Dr Fox is expected to say: "The withdrawal agreement and the political declaration will not please everyone, and we have had some tough choices to make".

However, fellow Brexiteer Jacob Rees-Mogg has written in the Daily Telegraph of an effort to "frighten and to gull (people) into acquiescing to a non-Brexit Brexit".

Speaking to reporters en route to the meeting, the Prime Minister again talked down other options, rejecting Canada or Norway style deals in favour of her own.

But hinting at potential further resignations from Mrs May's top team over Brexit, he added: "Members of the Cabinet who don't vote for the deal won't be members of the Cabinet".

Sam Gyimah, the universities and science minister, has resigned in protest at the Government's "naive" Brexit plan, saying that any deal we strike with Brussels will be "EU first".

The motion will be signed by the pro-independence Scottish National Party and Scottish Greens and the anti-independence Labour and Liberal Democrats.

Labour leader Jeremy Corbyn has accepted Theresa May's challenge of a TV Brexit debate on the BBC - but only if it is the two leaders head-to-head. We haven't seen an alternative from the leader of the opposition.

As you will know, up to 6 options for the UK's future will be voted on in the House of Commons on 11th December.

"I ask every member of Parliament to think about delivering on the Brexit vote and doing it in a way that is in the national interest and doing it in a way that is in the interests of their constituents because it protects jobs and livelihoods".

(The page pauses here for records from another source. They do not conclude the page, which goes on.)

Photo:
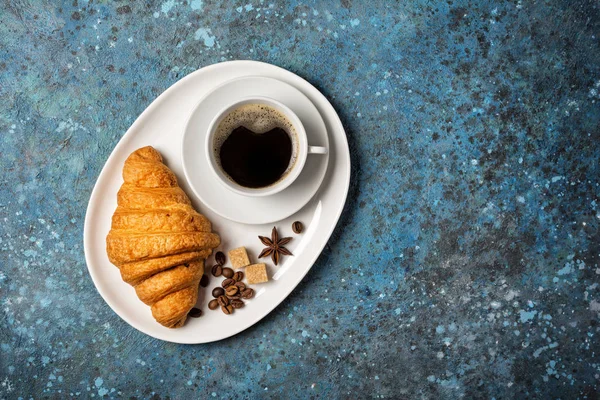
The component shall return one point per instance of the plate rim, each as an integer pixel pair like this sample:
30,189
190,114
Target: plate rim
95,194
186,133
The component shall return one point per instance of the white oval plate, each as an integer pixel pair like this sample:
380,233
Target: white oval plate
161,125
233,206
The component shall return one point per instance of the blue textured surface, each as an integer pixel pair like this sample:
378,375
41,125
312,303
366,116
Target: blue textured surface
466,262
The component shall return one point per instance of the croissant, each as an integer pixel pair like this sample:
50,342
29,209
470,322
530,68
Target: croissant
157,240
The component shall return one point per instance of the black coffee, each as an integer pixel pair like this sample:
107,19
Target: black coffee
254,145
256,160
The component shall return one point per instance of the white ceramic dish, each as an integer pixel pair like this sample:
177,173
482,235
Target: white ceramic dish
237,207
161,125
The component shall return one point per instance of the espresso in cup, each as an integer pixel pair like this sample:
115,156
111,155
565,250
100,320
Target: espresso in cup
255,145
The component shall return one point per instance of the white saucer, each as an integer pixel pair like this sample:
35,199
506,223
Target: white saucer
233,206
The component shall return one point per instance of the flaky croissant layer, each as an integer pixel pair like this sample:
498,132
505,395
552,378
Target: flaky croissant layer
157,240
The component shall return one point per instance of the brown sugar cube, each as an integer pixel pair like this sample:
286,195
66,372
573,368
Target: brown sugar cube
239,257
256,273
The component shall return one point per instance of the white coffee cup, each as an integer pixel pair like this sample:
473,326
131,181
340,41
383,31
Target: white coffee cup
299,141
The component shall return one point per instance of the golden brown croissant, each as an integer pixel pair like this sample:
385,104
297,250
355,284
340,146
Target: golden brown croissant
157,239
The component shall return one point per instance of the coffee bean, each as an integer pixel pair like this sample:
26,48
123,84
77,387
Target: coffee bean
223,301
238,276
227,282
220,258
227,272
237,303
227,309
195,312
297,227
218,292
213,304
231,290
217,270
204,281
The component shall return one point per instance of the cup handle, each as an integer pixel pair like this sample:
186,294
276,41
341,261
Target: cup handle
317,150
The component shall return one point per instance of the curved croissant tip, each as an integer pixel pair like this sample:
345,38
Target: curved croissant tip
146,153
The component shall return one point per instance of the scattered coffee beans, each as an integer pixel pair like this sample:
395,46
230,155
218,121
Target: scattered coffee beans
227,309
220,258
223,301
217,270
213,304
227,282
218,292
231,290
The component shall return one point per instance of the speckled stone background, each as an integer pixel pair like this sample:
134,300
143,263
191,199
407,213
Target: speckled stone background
466,263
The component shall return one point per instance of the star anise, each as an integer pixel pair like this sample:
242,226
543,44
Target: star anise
274,246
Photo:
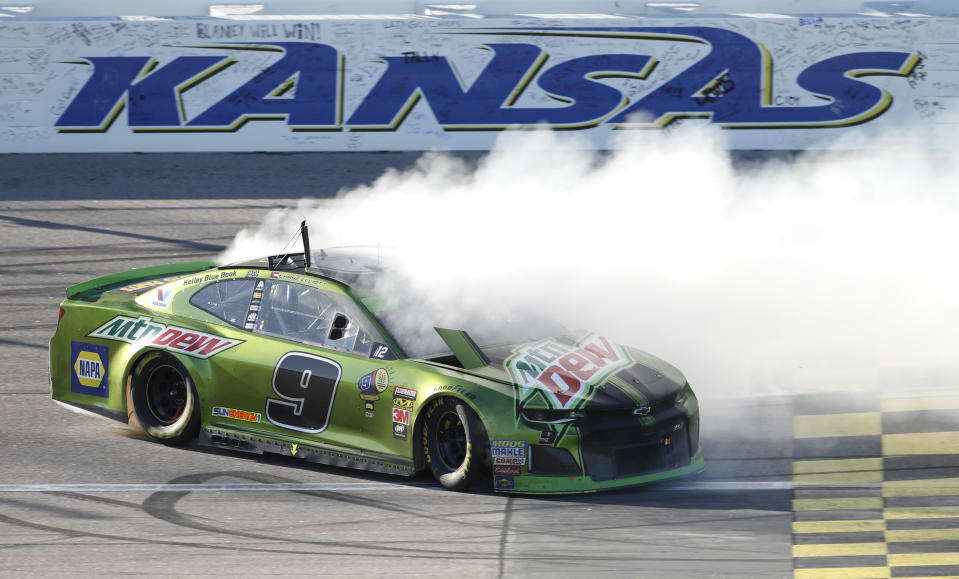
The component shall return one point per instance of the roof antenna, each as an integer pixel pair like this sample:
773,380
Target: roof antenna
305,232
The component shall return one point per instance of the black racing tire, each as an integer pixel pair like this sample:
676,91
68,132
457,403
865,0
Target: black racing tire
455,445
164,399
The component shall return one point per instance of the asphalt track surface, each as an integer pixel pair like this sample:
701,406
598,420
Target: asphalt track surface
81,495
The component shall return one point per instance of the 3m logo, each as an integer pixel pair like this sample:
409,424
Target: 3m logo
89,369
146,332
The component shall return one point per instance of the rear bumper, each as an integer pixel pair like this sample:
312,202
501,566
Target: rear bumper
533,484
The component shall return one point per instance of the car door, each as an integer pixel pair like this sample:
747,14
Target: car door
327,383
314,367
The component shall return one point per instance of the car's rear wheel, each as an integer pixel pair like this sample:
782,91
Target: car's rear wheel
455,445
164,399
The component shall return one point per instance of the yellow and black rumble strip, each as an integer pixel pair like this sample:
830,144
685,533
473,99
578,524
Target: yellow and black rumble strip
876,485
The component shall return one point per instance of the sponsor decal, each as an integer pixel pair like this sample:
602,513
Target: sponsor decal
401,416
148,333
404,392
371,386
565,373
402,402
210,277
510,470
143,285
90,365
162,299
508,452
730,85
236,414
254,310
503,482
458,389
296,278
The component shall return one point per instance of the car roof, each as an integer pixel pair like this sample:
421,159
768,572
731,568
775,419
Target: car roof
354,266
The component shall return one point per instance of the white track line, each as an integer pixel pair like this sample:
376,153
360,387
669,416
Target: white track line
678,486
207,487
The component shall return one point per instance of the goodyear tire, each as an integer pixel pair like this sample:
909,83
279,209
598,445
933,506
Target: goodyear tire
164,399
455,445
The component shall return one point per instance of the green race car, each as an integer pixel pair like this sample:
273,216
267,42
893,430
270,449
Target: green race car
299,354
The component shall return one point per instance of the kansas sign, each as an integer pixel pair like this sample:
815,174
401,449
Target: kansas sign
731,85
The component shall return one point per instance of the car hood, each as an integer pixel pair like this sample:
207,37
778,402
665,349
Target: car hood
587,371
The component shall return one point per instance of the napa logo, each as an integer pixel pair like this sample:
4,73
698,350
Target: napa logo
90,364
729,84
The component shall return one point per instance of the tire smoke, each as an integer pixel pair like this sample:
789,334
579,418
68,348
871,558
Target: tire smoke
743,277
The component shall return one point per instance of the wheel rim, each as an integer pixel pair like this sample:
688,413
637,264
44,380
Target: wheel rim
166,394
451,440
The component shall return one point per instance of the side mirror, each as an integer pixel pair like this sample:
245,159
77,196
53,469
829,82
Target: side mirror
340,324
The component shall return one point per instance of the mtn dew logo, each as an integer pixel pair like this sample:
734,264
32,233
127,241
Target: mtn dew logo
564,373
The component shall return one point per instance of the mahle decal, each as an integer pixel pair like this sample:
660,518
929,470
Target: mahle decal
146,332
566,373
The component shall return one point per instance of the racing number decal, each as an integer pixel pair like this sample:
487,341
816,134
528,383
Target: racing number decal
306,386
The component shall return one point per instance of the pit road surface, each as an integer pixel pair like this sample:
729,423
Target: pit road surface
87,496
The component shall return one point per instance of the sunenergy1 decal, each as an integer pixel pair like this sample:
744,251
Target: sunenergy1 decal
563,375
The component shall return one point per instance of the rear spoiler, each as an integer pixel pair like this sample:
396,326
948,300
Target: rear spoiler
134,275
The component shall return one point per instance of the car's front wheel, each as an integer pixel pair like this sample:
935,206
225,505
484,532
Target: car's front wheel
455,445
164,399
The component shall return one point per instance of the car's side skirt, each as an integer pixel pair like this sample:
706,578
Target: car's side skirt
258,445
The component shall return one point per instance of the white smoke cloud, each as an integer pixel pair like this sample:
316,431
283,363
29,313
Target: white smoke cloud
741,278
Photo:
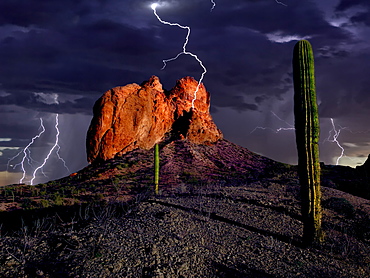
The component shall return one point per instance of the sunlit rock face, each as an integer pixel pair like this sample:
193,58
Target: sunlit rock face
139,116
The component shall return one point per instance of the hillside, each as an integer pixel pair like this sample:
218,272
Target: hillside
222,211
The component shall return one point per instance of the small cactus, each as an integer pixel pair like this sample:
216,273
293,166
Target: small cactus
307,137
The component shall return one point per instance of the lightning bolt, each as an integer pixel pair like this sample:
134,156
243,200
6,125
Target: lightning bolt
55,146
334,133
27,153
184,51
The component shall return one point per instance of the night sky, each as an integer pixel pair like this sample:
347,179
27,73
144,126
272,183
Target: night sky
59,57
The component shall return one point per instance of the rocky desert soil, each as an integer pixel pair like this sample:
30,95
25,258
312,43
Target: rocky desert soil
250,230
222,211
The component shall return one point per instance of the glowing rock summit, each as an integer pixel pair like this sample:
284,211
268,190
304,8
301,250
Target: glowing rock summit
139,116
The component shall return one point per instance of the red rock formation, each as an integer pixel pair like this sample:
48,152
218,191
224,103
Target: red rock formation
133,116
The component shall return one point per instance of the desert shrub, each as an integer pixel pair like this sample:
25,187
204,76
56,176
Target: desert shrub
57,199
340,205
44,203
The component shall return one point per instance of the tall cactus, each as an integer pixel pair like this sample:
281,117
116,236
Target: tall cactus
156,169
307,136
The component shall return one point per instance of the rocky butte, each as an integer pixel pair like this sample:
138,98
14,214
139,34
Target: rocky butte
139,116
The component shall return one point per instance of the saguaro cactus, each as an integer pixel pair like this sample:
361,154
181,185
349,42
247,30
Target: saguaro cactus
156,168
307,136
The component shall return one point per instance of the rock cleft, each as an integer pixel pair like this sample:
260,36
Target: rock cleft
139,116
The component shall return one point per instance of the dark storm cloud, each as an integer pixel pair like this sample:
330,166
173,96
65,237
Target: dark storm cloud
347,4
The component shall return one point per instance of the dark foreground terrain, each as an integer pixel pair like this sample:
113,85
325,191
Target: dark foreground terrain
222,212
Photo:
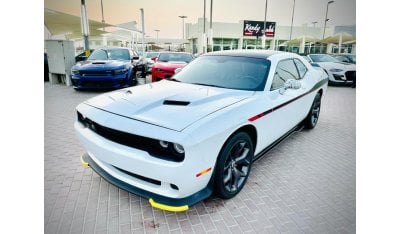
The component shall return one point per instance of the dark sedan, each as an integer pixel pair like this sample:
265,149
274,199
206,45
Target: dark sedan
108,68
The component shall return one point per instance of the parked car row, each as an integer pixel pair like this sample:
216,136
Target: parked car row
114,67
119,67
342,73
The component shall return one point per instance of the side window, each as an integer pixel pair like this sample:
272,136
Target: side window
300,67
130,54
285,70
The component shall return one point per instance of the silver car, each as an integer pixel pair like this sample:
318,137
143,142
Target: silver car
338,72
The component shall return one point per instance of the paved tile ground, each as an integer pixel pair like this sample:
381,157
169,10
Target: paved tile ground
305,185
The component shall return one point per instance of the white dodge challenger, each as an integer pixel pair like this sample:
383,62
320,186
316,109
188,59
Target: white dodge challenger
177,141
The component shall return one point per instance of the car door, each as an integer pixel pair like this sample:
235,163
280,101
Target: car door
287,107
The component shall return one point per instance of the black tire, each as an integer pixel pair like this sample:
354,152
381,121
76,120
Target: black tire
312,118
233,165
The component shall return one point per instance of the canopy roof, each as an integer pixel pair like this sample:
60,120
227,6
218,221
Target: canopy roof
297,41
346,37
59,23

Mr Corbyn had previously claimed he preferred the bid from broadcaster ITV, but Mrs May wanted the BBC to host it. "It's a People's Vote, with the option of keeping the best deal we now have as a member of the European Union". Many lawmakers hope that if the deal is rejected, Mrs May will go back to Brussels to seek further concessions, but the European Union has been clear there is very little appetite to reopen negotiations.

She said: "If the vote is not supported, then we will see more division and more uncertainty for people".

"But a divided country is not a country that prospers".

She added: "The view I have had from farmers, employers and sector organisations and others in my trips around the country is that they recognise the importance of this deal and they support this deal".

"In relation to Mr Khashoggi, we want to see a full and transparent investigation of what happened and those responsible being held to account".

Wales and Scotland say they have been ignored in the negotiating process, something the government denies.